Trouvé cette explication du Dr Michael Greger quant aux effets des édulcorants sur le microbiote intestinal selon les plus récentes études. On comprend mieux pourquoi les consommateurs de « faux sucres » sont aussi aux prises avec des questions d’obésité et de diabète de type 2.

3 commentaires
  • Gaston Bourdages - Abonné 18 mars 2016 06 h 06

    Vous saviez, madame Blanchette, combien vous...

    ...êtes réconfortante à lire ?
    Votre humanisme fait du bien, beaucoup de bien. Je «parle» pour moi; je me reconnais dans vos écrits. Je me sens moins seul, je souris, dans mon humanité imparfaite. Mes défauts tout comme mes qualités vous lisent aussi et souvent, vous les faites sourire....d'amour.
    Que la vie vous aime, ça paraît, ça transparaît et nous, du public lecteur, y gagnons!
    Mes respects,
    Gaston Bourdages
    Auteur,
    Saint-Mathieu-de-Rioux, Qc.

  • Jacques Morissette - Abonné 18 mars 2016 09 h 38

    Quand l'éducation se limite à apprendre surtout à gérer son temps et l'argent.

    Faire des lois pour se donner bonne conscience n'est pas aussi efficace qu'un bon système d'éducation pour développer son esprit critique sur bien des sujets. Les entreprises font ce qu'elles veulent surtout parce que nous sommes ignorants des tenants et aboutissants du potentiel de certains dommages sur notre santé.

    Nous apprenons des choses dans notre système d'éducation, jusqu'à ce qu'on arrive sur le marché du travail pour relativiser tout ce qu'on a appris. Sur le marché du travail, en effet, tu dois mettre de l'eau dans le vin de ce que tu as appris, sinon, ton adaptation sociale est en jeu. Intérêt oblige, nous endossons souvent des choses au détriment de ce que nous en savons. Ce qui donne beau jeu aux entreprises qui nous les font vendre.

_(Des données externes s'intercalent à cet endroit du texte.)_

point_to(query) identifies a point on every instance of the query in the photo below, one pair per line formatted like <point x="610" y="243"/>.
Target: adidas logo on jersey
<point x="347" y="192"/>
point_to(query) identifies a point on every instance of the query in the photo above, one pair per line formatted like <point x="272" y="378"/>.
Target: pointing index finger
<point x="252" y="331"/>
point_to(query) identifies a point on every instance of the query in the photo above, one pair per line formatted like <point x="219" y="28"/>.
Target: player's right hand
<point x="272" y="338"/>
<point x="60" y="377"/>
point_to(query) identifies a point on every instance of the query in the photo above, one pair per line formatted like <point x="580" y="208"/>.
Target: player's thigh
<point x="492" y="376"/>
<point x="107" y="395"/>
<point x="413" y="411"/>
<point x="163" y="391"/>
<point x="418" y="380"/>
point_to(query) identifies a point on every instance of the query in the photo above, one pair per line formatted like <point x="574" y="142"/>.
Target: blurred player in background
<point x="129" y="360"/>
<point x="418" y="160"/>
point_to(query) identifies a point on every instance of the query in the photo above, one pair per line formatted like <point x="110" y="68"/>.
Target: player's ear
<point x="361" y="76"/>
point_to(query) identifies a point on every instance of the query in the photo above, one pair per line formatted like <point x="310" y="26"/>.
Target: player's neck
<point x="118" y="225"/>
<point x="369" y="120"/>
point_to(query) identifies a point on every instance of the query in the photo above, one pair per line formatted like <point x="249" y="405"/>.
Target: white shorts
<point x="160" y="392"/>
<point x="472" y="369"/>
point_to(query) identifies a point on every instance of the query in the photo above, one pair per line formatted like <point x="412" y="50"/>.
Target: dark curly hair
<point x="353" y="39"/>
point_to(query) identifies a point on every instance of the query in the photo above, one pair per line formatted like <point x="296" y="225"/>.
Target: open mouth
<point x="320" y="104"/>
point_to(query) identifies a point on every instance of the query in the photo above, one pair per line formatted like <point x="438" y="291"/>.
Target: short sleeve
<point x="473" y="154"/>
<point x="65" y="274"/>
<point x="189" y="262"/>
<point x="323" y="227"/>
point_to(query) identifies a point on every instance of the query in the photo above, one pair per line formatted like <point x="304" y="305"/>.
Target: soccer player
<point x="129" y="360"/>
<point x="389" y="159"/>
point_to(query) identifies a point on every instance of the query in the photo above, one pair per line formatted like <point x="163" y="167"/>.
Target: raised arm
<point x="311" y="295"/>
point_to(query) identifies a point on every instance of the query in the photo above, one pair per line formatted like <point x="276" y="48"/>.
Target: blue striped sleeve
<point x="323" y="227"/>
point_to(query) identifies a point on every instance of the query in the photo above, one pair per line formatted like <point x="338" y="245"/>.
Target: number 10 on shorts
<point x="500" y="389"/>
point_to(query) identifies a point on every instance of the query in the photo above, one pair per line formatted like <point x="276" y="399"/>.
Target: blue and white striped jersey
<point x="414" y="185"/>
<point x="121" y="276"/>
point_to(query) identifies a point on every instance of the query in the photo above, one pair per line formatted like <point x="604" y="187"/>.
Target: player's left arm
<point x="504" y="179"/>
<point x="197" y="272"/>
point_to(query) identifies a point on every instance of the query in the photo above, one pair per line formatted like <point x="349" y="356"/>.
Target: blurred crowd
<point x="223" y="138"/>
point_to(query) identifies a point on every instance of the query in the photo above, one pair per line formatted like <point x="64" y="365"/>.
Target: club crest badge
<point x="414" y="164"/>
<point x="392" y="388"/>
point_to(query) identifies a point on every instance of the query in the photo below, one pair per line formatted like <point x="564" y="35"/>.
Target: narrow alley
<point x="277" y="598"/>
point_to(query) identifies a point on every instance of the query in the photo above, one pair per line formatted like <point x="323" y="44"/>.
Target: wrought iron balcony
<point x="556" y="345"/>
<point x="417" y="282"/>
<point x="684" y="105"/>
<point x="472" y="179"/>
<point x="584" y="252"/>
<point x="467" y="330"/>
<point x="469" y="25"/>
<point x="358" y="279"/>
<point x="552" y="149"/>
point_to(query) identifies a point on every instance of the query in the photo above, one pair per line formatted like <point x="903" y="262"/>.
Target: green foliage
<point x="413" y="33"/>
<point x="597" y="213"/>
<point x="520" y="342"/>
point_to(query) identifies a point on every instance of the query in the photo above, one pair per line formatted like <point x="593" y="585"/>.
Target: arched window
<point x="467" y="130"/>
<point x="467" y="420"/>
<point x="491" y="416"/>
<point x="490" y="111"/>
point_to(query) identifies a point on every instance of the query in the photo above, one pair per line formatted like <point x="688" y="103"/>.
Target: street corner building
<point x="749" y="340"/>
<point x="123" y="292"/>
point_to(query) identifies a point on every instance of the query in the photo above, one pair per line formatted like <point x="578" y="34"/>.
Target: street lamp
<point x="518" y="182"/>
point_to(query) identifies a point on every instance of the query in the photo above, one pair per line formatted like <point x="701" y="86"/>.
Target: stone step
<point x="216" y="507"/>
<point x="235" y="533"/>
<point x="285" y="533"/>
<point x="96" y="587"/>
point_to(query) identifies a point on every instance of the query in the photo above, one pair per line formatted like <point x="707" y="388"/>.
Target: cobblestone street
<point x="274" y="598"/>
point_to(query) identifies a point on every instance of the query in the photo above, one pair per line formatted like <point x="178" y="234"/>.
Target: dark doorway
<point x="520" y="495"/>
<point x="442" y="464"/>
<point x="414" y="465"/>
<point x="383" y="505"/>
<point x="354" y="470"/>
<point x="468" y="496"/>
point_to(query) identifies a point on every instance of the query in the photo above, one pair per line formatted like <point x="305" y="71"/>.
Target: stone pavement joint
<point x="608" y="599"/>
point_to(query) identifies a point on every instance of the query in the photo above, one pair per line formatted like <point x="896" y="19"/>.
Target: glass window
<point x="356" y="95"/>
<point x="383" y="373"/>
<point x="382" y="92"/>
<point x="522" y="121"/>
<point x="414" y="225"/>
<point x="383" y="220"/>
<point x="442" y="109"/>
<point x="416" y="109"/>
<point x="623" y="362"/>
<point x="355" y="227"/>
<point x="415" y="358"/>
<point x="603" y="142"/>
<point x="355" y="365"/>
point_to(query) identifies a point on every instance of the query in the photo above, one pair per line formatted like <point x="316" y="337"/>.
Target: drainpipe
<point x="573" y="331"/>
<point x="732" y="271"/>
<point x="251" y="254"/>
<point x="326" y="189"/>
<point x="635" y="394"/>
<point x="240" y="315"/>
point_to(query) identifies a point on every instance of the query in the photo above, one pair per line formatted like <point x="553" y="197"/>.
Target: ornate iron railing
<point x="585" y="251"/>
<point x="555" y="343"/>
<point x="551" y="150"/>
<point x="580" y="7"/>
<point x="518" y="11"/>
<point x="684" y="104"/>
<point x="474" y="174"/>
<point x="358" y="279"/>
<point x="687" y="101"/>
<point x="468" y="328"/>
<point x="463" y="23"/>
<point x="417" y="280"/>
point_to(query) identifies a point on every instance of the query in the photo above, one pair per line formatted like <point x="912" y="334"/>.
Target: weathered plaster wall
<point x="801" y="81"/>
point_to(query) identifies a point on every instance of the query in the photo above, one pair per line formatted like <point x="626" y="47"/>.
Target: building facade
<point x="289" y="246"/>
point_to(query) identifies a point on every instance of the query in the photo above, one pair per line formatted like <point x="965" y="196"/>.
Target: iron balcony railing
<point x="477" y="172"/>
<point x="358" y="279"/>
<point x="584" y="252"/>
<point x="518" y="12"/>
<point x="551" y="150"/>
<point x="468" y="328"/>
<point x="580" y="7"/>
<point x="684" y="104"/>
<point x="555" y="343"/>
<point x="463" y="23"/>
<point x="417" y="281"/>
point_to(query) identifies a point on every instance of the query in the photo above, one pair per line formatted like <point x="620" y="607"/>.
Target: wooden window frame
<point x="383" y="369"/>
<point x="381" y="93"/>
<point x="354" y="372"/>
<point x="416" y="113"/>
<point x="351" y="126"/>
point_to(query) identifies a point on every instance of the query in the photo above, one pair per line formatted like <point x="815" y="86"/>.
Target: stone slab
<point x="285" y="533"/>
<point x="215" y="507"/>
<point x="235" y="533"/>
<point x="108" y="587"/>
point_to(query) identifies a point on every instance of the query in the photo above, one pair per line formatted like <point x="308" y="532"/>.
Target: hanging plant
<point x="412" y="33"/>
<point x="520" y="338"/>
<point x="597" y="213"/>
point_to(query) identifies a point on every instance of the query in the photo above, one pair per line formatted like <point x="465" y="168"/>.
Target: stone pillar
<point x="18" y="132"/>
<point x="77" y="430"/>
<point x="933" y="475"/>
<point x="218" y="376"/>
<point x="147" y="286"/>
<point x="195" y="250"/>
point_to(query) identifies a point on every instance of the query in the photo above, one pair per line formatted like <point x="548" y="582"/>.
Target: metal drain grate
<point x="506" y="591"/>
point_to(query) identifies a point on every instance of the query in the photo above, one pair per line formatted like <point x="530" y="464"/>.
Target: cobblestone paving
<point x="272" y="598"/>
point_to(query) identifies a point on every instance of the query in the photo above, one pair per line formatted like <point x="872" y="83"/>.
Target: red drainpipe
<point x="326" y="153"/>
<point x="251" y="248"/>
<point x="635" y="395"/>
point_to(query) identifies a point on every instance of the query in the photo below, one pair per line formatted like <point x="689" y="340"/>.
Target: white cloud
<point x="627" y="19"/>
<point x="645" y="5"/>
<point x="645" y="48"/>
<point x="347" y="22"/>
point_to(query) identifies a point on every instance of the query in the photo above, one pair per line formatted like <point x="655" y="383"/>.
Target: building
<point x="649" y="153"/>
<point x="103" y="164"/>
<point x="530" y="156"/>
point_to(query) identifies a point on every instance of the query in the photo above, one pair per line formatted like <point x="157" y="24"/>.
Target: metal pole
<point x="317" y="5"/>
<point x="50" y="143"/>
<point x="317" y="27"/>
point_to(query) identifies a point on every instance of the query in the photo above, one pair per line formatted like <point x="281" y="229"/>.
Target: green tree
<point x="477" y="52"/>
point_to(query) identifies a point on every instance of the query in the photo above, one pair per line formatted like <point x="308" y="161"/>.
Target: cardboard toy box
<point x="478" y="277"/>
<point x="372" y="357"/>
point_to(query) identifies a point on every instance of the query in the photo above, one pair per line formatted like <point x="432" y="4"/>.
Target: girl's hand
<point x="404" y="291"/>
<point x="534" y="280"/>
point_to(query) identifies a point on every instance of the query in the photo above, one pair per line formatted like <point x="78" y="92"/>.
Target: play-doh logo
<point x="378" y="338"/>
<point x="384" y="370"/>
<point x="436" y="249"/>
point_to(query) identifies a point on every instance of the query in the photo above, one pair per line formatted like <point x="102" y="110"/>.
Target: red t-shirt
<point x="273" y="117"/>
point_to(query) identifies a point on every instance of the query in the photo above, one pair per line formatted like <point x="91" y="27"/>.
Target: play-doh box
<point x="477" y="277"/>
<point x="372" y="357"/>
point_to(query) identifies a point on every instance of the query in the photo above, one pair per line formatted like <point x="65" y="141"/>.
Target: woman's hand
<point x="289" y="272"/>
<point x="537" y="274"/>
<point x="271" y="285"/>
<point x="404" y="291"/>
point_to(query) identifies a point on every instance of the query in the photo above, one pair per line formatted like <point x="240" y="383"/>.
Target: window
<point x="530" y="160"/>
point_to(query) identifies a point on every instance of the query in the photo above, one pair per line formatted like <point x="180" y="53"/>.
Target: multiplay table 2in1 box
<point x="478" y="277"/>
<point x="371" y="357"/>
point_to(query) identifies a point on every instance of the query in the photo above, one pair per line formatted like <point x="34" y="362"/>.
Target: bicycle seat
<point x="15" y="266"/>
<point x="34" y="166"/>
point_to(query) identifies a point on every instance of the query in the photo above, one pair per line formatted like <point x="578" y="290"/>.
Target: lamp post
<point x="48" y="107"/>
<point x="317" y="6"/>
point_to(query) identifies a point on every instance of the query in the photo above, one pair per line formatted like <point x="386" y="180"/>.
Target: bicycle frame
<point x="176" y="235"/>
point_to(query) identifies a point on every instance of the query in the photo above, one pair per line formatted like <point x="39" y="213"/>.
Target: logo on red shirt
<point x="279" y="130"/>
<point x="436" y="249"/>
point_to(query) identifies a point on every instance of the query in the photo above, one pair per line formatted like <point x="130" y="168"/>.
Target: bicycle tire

  • Michelle Monette - Inscrite 18 mars 2016 14 h 44

    Construire les souvenirs heureux de demain

    Ah les joies de l'enfance. Corn Flakes avec du lait bien crémeux et une bonne grosse cuillérée à table de sucre, toasts avec du beurre et de la confiture sucrée comme ça ne se peut pas, crèpes ou galettes sarrazin avec de la margarine (blanche) et de la mélasse, cornet de crème glacée achetée au Dairy Queen, sans compter le dix sous de bonbons du dimanche, et tous ces desserts aussi que maman confectionnait tout en nous laissant lécher le plat... Que de souvenirs heureux qui volent en éclat. Parfois, je suis contente que notre innocence ait été mise à jour; parfois je m'en désole, pour l'avenir de mes petits-enfants qui ne pourront plus se contenter de manger. Encore leur faudra-t-il manger sainement. Mais il y a une alternative: créer d'autres souvenirs heureux chez nos enfants sans les embêter avec nos craintes d'adultes et en évitant de faire en sorte qu'un jour ils se sentent coupables.